MAHA v. Moderna: The COVID vaccine maker is under attack by RFK Jr.'s department of health
Moderna CEO and cofounder Stéphane Bancel probably never imagined he'd look back on March 2023 as the good old days. Then, he merely had to go before the Senate Health, Education, Labor, and Pensions Committee and take a spitty dressing-down from Senator Bernie Sanders over the price of Moderna's COVID vaccine. The company was held up as a poster child for 'corporate greed.' For a U.S. pharma executive, though, that was more or less business as usual.
Today, the situation is anything but. With the confirmation of Robert F. Kennedy Jr., a prominent anti-vaxxer, to be the secretary of the Department of Health and Human Services this February, once-fringe medical theories have been escalated to the level of policy, throwing established scientific and regulatory norms into doubt. Among drugmakers, perhaps none is worse situated to absorb the D.C. vibe shift than Moderna, which is now being targeted not for its pricing but for its one and only product: mRNA-based vaccines.
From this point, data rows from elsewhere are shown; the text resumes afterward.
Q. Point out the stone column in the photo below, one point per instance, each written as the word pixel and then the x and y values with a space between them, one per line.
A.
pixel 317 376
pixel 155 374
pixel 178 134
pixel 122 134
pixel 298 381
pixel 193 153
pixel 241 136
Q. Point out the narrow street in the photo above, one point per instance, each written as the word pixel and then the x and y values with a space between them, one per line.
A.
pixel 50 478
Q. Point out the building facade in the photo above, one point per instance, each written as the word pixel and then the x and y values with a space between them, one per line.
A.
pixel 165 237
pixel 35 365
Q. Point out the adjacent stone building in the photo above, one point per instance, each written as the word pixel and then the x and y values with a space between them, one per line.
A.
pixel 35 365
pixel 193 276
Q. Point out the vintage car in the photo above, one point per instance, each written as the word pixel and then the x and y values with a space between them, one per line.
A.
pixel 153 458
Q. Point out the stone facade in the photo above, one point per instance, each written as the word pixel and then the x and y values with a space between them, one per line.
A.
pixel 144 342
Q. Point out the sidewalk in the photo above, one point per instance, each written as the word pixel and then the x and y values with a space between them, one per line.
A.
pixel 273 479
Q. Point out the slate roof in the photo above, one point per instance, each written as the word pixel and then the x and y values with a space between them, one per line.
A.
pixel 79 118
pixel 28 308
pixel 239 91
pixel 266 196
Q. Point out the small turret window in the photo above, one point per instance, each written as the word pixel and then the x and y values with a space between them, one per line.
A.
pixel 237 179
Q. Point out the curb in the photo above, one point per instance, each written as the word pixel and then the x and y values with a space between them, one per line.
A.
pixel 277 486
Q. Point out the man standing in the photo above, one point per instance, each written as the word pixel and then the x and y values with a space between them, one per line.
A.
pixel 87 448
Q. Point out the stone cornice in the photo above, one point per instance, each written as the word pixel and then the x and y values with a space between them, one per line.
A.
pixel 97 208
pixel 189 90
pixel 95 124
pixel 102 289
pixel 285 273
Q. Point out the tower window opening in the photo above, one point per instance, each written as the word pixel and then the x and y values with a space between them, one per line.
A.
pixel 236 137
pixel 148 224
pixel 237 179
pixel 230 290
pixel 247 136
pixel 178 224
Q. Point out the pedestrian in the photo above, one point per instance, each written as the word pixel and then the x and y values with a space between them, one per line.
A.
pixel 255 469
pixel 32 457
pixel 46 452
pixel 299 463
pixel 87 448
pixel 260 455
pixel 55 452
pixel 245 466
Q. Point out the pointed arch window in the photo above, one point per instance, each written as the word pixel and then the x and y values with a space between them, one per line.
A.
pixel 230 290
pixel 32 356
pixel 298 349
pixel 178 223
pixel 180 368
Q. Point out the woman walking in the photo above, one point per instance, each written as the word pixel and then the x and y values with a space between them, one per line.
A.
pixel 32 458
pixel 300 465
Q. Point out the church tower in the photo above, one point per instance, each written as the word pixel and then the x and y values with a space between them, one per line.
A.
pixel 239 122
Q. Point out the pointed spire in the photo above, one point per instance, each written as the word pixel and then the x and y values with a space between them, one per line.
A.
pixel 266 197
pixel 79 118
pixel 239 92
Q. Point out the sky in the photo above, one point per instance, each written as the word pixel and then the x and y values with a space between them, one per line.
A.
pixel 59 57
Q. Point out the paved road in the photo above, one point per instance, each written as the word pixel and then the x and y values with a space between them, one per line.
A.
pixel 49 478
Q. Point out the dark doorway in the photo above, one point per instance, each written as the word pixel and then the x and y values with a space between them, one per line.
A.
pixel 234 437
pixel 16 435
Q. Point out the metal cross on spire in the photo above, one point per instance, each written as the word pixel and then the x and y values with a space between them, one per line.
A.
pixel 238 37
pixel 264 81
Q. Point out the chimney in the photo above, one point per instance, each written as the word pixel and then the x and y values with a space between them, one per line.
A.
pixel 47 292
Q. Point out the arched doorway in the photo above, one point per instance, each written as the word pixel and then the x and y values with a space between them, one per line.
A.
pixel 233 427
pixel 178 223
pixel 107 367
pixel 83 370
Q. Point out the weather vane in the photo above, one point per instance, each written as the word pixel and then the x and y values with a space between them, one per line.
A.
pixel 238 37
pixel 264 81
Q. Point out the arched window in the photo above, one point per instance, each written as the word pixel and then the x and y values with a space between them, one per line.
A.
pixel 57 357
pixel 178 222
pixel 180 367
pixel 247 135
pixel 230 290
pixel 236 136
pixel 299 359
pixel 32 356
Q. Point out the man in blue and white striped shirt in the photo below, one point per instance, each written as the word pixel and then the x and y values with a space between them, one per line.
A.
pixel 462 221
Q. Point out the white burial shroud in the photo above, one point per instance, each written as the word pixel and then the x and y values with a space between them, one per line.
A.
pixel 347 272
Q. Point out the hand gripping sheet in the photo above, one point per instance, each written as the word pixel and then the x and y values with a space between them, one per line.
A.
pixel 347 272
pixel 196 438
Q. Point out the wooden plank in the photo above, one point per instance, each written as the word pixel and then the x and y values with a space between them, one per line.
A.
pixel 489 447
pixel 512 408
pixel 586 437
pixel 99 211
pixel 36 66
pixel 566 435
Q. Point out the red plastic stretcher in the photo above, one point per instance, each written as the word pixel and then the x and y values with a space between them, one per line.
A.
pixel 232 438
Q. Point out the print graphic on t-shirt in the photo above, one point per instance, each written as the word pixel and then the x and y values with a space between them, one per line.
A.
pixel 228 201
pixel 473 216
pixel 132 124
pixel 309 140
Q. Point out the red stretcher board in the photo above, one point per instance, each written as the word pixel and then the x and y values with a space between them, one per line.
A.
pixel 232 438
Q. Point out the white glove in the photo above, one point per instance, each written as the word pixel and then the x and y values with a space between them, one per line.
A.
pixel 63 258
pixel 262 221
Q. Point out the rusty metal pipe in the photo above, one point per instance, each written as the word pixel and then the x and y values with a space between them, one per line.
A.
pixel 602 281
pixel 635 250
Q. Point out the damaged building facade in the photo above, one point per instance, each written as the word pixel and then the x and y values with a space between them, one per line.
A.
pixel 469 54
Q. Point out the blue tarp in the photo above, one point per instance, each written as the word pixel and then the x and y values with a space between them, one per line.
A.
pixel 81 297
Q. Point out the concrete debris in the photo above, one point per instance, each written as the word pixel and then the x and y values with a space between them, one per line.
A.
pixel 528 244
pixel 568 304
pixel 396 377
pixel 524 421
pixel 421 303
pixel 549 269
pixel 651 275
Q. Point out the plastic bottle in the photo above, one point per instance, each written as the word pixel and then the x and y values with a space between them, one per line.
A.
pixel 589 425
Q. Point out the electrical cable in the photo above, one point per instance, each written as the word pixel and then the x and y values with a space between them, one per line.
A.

Kennedy has shown a particular distaste for mRNA vaccines, such as those that were rapidly developed by Moderna and Pfizer-BioNTech in response to the global outbreak of COVID-19. During the height of the pandemic, Kennedy petitioned the Food and Drug Administration to revoke authorization for COVID-19 vaccines and not approve any future ones, saying that the risks of adverse reactions and death weren't adequately studied. These vaccines—which have been safely administered to billions of people around the world and in 2021 alone saved at least an estimated 14.4 million lives worldwide—have been the subject of conspiracy theories and misinformation since they were first authorized for emergency use in late 2020. Among the debunked claims of critics: the vaccines can alter a person's genome; they contain microchips or tracking devices; They cause something dubbed turbo cancer. Several states, including Florida, Kentucky, South Carolina, Idaho, and Texas are considering laws that would severely limit or ban the use of mRNA vaccines. Louisiana and Texas have already ended mass vaccinations and any promotion of the vaccines.
Now, Kennedy's HHS is taking action against Moderna's signature product. In the past month alone, the CDC has revised its public health recommendations for COVID-19 vaccines, the FDA altered its vaccine approval process, and the government canceled a $766 million contract with Moderna to develop new vaccines against pandemic threats including H5N1 avian influenza. Taken together, these moves have effectively knee-capped Moderna's business. They've also jeopardized public health, and spread uncertainty across the burgeoning landscape of next-generation RNA-based therapeutics.